Corporate & Tax Client Update
February 12, 2016
On December 31, 2015, after a 15-year phase-out (originally intended to last only nine years), Pennsylvania’s 171 year-old capital stock tax finally expired.
While few will mourn its passing, that expiration may take with it the formation of new limited partnerships in Pennsylvania. Let’s see why.
The capital stock tax was an annual charge based on a combination of an entity’s income and assets. It applied to corporations and limited liability companies but not to partnerships. A purchaser of real estate or other significant assets, who also wanted limited liability, was therefore faced with a difficult calculation: Would avoiding the annual cost of the capital stock tax justify acquiring the assets in the complicated limited partnership structure? For every other purpose, the more user-friendly limited liability company would do just fine.
To limit the effect of the capital stock tax, an acquirer would use a limited partnership where the limited partners could own 99% (or more) of the limited partnership and a limited liability entity like a corporation or LLC would own the remaining 1% (or less) general partnership interest.
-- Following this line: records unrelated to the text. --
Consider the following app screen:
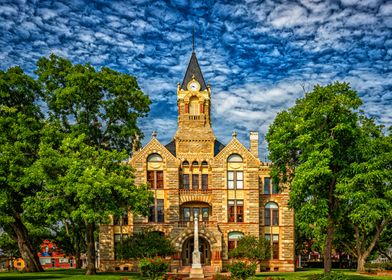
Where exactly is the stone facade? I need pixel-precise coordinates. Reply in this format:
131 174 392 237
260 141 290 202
99 52 294 271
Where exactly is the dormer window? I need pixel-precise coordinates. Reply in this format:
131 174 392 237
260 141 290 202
189 97 200 115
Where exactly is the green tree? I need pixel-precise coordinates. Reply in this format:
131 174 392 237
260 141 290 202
337 118 392 272
0 67 43 272
266 82 362 272
116 231 175 260
35 54 151 153
31 55 151 274
36 130 152 274
373 224 392 262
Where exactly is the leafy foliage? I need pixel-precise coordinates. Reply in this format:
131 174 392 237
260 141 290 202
266 82 362 272
308 272 349 280
35 54 151 153
139 258 169 280
0 67 43 271
116 231 175 260
227 262 257 280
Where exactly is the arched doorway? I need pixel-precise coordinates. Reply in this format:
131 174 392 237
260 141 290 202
182 236 211 265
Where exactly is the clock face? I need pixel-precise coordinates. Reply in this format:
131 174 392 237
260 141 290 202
188 81 200 91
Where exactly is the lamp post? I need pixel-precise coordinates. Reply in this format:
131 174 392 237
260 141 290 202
189 211 204 278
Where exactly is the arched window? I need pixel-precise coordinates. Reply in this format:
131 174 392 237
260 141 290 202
264 202 279 226
227 154 242 162
189 97 200 115
147 154 162 162
147 153 164 223
227 154 244 190
227 231 244 252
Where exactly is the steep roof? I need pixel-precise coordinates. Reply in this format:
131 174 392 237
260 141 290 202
181 52 207 90
165 140 176 156
214 140 225 157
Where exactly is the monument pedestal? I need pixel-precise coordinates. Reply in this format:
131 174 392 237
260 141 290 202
189 267 204 279
189 213 204 279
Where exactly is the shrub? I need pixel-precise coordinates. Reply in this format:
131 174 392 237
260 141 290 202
365 262 392 270
227 262 257 280
139 258 169 280
212 273 230 280
163 273 182 280
308 272 348 280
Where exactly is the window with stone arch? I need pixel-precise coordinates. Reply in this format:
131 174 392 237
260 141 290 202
227 231 244 253
147 153 163 189
264 201 279 226
147 153 165 223
189 96 200 115
227 154 244 190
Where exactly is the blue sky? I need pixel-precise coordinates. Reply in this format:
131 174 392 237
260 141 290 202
0 0 392 159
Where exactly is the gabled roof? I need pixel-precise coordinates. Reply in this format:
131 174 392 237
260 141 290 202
214 140 225 157
165 139 176 156
181 52 207 90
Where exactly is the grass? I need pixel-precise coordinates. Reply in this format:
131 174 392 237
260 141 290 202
251 268 392 280
0 269 143 280
0 269 392 280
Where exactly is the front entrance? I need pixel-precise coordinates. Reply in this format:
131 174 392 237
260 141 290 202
182 236 211 265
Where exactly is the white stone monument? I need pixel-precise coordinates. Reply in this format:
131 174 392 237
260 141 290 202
189 212 204 279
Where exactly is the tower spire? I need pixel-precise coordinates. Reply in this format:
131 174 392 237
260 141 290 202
192 26 195 53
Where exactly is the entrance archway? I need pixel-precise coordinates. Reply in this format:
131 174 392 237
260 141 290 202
181 236 211 265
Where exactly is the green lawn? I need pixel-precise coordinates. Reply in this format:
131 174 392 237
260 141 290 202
0 269 392 280
251 268 392 280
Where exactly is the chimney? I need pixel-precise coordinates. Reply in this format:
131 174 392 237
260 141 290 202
249 131 259 158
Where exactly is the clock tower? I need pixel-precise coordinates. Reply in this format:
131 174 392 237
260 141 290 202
174 51 216 160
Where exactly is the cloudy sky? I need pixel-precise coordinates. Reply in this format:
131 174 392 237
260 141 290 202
0 0 392 159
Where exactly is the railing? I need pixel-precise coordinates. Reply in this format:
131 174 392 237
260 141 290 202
177 221 216 228
182 115 206 121
180 189 212 195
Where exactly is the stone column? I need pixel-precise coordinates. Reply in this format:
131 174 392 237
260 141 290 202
189 212 204 279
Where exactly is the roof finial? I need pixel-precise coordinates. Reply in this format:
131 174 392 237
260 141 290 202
192 26 195 53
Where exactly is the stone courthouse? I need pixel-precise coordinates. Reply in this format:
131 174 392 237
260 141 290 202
99 49 294 271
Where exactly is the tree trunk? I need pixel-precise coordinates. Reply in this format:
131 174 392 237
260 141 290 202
354 220 387 272
86 223 97 275
10 213 44 272
324 217 334 273
357 255 367 272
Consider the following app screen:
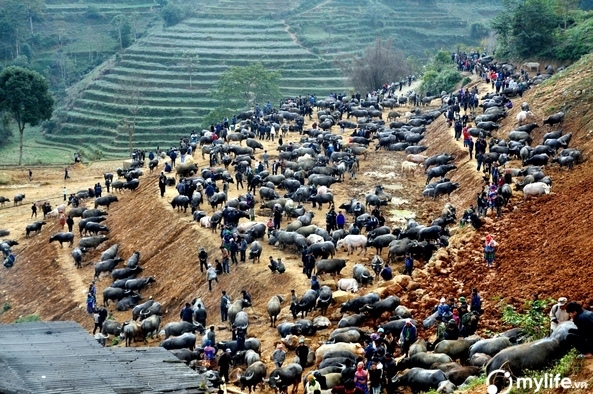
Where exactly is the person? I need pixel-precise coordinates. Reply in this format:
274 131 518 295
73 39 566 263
437 297 451 317
241 290 252 308
262 149 270 169
218 349 231 383
305 374 321 394
220 246 231 274
432 316 447 348
266 218 276 239
566 301 593 358
369 361 383 394
336 211 346 230
469 288 482 314
239 237 247 263
206 326 216 343
66 216 74 232
354 361 369 394
484 234 498 267
204 341 216 362
86 293 96 314
311 275 321 294
550 297 570 333
193 303 208 327
198 246 208 272
295 338 309 370
399 319 418 357
331 380 365 394
93 308 107 335
444 319 459 341
303 251 315 279
59 212 66 228
272 343 286 368
379 263 393 280
89 281 97 299
206 260 218 291
403 254 414 276
230 238 239 265
157 172 167 197
220 290 231 321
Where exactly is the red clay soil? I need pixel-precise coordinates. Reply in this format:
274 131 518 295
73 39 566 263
0 54 593 390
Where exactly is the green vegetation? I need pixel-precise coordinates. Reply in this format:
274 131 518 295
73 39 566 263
0 67 54 166
0 0 500 161
498 299 554 341
347 39 410 92
420 51 461 96
491 0 593 61
14 314 41 324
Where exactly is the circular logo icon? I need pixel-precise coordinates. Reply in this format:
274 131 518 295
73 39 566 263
486 369 513 394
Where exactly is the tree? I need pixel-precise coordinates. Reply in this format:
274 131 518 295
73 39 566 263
0 67 54 166
110 14 132 51
0 0 45 57
116 77 147 153
345 39 410 92
211 62 282 111
492 0 559 59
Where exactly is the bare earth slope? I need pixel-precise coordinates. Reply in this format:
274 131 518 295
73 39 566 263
0 54 593 390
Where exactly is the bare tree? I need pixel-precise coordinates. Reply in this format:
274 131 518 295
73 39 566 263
345 39 410 93
116 76 147 153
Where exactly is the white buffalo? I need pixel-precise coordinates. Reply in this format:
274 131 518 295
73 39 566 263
336 234 367 255
200 216 212 228
406 154 428 164
402 161 418 175
523 182 550 199
307 234 325 245
338 278 358 293
517 111 535 125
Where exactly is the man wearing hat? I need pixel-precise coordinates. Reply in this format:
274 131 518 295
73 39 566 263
399 319 418 357
218 349 231 383
272 343 286 368
295 338 309 370
550 297 570 333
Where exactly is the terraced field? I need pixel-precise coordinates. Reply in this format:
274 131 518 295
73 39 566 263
45 0 502 157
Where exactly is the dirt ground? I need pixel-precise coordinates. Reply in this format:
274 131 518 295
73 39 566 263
0 69 593 392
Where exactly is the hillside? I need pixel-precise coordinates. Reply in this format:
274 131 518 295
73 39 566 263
37 0 499 157
0 56 593 390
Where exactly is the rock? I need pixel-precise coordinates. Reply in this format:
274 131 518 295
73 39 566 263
280 334 299 349
319 279 338 291
332 290 358 304
313 316 331 330
393 275 412 288
412 269 429 279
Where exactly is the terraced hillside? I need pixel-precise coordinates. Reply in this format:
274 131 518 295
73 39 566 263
46 0 502 157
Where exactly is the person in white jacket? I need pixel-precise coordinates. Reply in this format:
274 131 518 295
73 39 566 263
550 297 570 332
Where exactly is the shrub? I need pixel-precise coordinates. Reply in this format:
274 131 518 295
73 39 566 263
499 299 554 341
14 313 41 324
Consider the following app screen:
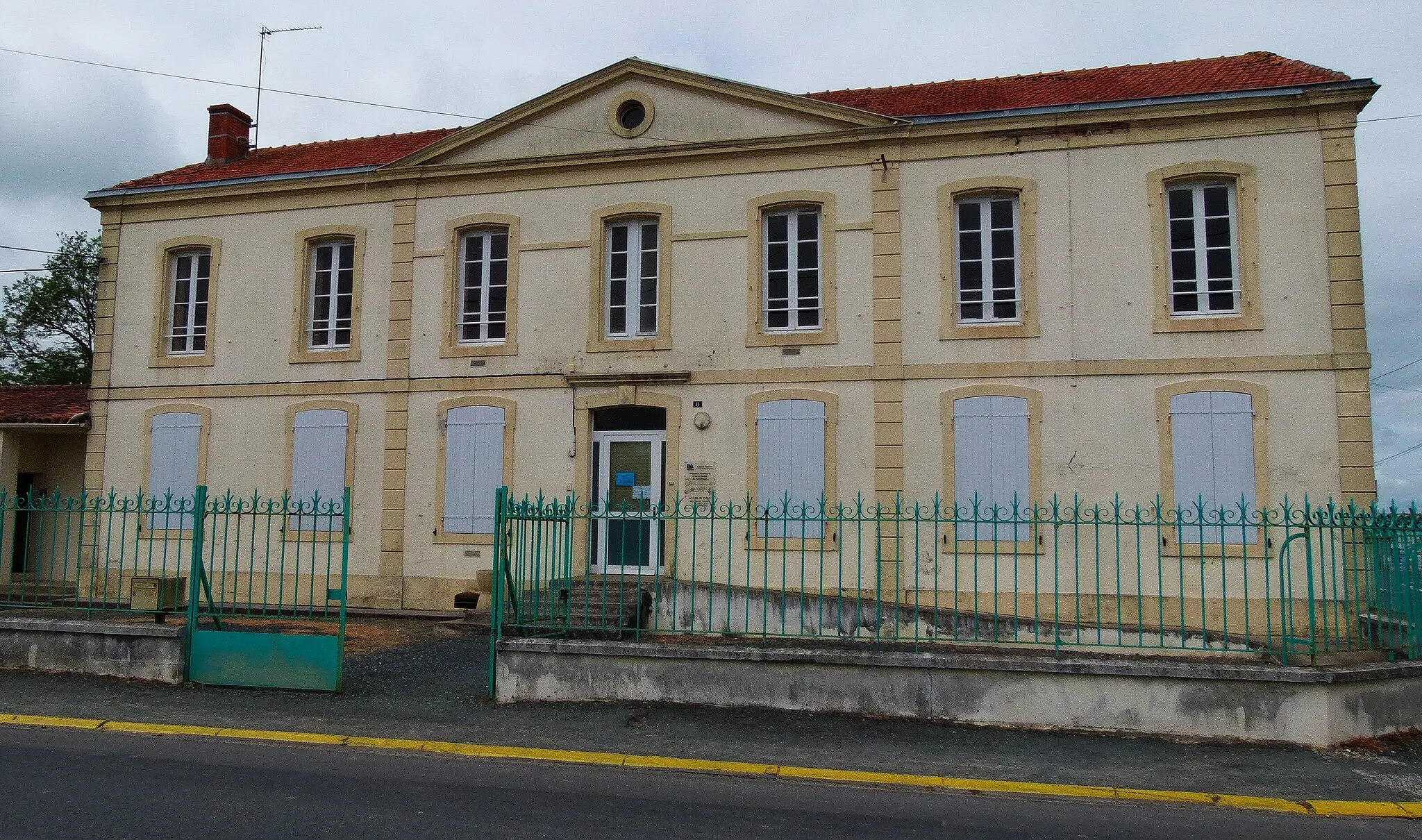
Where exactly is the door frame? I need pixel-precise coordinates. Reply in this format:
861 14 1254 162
589 429 667 576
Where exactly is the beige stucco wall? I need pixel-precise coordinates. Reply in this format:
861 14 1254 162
104 394 384 585
441 78 843 163
901 133 1332 364
411 167 871 377
89 95 1365 608
112 203 394 385
905 371 1338 505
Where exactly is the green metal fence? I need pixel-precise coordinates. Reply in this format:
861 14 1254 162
0 486 351 689
0 487 350 620
495 490 1422 662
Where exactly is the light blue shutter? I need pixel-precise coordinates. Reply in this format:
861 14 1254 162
292 408 349 530
444 405 503 535
953 395 1031 540
1171 391 1257 543
148 411 202 530
755 399 825 539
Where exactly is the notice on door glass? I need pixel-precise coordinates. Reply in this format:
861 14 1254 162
681 460 715 503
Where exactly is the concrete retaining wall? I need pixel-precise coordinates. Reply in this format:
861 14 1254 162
0 619 186 682
496 639 1422 746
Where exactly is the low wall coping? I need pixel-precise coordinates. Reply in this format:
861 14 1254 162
498 638 1422 684
0 617 187 638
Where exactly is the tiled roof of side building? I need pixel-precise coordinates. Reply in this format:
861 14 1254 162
0 385 88 425
110 53 1348 189
806 53 1348 117
110 128 460 189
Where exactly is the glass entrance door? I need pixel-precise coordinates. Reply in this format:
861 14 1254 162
593 430 667 574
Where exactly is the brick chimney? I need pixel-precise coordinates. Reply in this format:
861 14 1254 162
206 106 251 167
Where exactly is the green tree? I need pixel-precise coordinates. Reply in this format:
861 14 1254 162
0 232 99 385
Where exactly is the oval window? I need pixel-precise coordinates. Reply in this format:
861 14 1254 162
617 99 647 131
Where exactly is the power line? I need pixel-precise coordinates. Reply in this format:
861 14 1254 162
0 47 864 163
0 244 60 254
1368 381 1422 394
8 47 1422 170
1368 358 1422 383
1372 444 1422 467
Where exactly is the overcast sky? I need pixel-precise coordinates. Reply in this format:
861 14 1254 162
0 0 1422 501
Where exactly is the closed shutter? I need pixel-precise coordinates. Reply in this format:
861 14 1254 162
292 408 347 530
953 395 1032 540
148 411 202 530
755 399 825 539
1171 391 1257 543
444 405 503 535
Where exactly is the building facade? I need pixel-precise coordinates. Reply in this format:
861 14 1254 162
85 53 1376 608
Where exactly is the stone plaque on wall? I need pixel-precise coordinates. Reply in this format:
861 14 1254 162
681 460 715 503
In this way, only the general partner’s percentage of the limited partnership’s assets would be affected by a capital stock tax. All ultimate owners would be insulated from liability by virtue of their status as either (i) limited partners of the partnership or (ii) stockholders/members of the general partner.
Unfortunately, this locked the assets into the limited partnership model. That model requires maintenance of two separate entities: The limited partnership itself and the general partner entity. This necessitates dual filings, meetings, reporting, ownership tracking and potentially licensing. Because many states have no capital stock tax on limited liability companies, out-of-state investors were often surprised by this complication.
Absent the capital stock tax, acquiring assets in a new limited liability company provides limited liability to its owners and pass-through taxation in a single, flexible, customizable entity.
Are there ANY remaining reasons to form a limited partnership in Pennsylvania? Four have been suggested and each are rebuttable.
Point: There is a much more robust body of common law demonstrating the limited liability features of limited partnerships and corporations than for limited liability companies, which have existed in the United States only since 1977. Counterpoint: While that is certainly true, it is also semantically evident that limited liability companies are designed to provide, well, limited liability!
Point: For leveraged limited partnerships, partnership taxation generally allows for higher basis to the general partner, and therefore more deductions. Counterpoint: Members of a limited liability company can achieve the same result through express guaranties by designated members.
Point: If the capital stock tax is resurrected, it may be better to own property in a limited partnership once again. Counterpoint: Yes, the capital stock tax could be resurrected. But if it is, there is no telling which entities will be affected under a new tax regime.
Point: A limited partnership allows for active control by a general partner and passive investment by limited partners. While that same dichotomy can be achieved through good drafting of an operating agreement with a strong manager-managed overlay, this last reason may prove to be the limited partnership’s salvation. Just as the corporate entity has survived the advent of limited liability companies thanks to historical comfort with the familiar officer/director/shareholder structure, a limited partnership provides an off-the-shelf active management/passive investment structure. That hard-wired result avoids the necessity of negotiating the many details of a limited liability operating agreement. Counterpoint: When a thorough consideration of those details is embraced, the limited liability operating agreement provides many planning opportunities, which allows for all the benefits and is burdened with virtually none of the limitations or complications of a limited partnership.
In sum, when determining how to acquire assets in 2016 and beyond, the limited partnership offers few remaining advantages in Pennsylvania. As a result, the long-awaited expiration of the capital stock tax makes limited liability companies king of the entity-formation hill.